How do you use data sorting tools?

Credit: cambridgesoft.com
Friend of the blog Philip Skinner donated $200 from Perkin Elmer Informatics to the DIY Science Zone at the 2015 GeekGirlCon. With that donation, he gets a post on any topic. He asked to talk about Spotfire and other data tools, as he writes below: 
As a medchemist I lived and breathed SAR. And, working with Spotfire, I still kind of do as that tool is often used to allow quick comparison of many properties and make SAR much easier than looking at Excel tables.
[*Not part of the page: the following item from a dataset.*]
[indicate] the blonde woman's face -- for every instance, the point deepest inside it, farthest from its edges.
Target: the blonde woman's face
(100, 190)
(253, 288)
My question is this.... how many other industries use similar methodologies? 
I talked to a major unnamed oil and gas company once, but their homogeneous catalysis unit (metallocenes) and they were doing essentially SAR on their catalysts - albeit with different properties than the cLogP and #RotationalBonds that a medchemist is used to. 
I'd be fascinated to learn what other non medchem chemists use similar techniques - be it battery development, paints, stuff to keep mollusks from growing on your boats or maybe process chemistry. What tools do people use (Excel, Spotfire, JMP?). And what properties do they use in lieu of the traditional cLogP etc. 
I think in process development, there are a variety of data tracking tools (and various Design of Experiments software packages.) I think I'm still a fan of Excel, but I am probably stuck in the Dark Ages. I think most research-intensive organizations do some sort of multi-parameter optimization, but I dunno what kind of parameters they have, and how they keep track of all the data. Readers? 

7 comments:

  1. I'm in a process group at a CMO and we generally use statistical analysis for screening and optimization of reactions, I guess that would be obvious.it parameters would be anything in the realm of chemistry and cost/time. We use umetrics software Mode and it seems to fit the needs. I've also used JMP and consider that a good software package. We don't do much PCA for discrete variables but is an intrest I am pursuing. Any user recommendations on that front?

    ReplyDelete
  2. I'm a research scientist at D-O-W and we use JMP for most statistical analysis. Six Sigma certification requires demonstrated proficiency in JMP. JMP also has some pretty good DOE capabilities. DOE works fairly well for optimization and formulation work, but I'm still not convinced of its utility in exploratory basic research.

    ReplyDelete
    Replies
    1. I like JMP for the data visualization tools as well. I admit, I haven't tried Spotfire, but JMP makes building graphs really easy.

      Delete
  3. Back in the day, at a high throughput screening company that no longer exists, I used Spotfire for visualizing data from high throughput screening experiments (homogeneous and heterogeneous catalysis). We had an in-house searchable database as well. It worked fine but we usually exported the data into Spotfire to visualize and prepare presentations. I found it especially useful for het cat, since there was a ridiculous amount of data associated with each experiment (e.g. conversion at 10 temperature points for multiple feeds) We also used Excel. Formal DOE wasn't as common back then (200-2010) as it is now, so we did not use it.

    ReplyDelete
  4. In my pharm dev group at mid-size pharma we use JMP for all statistical analyses from DoEs, and (by executive decree) Prism for routine data visualization and basic statistical tests. And of course, day-to-day calculations go through excel.

    Most of the Prism work is done for drug product development, so trending CU/BU of tablets across a manufacturing run, and especially for reporting results from dissolution testing.

    ReplyDelete
  5. We have JMP but we don't have any expertise on its use in the company. We use R for DoE work, stats, graphing, data sorting, and we also have the usual Excel.

    ReplyDelete
  6. Vortex for most of the SAR type work. Love the support for python scripting to integrate other tools.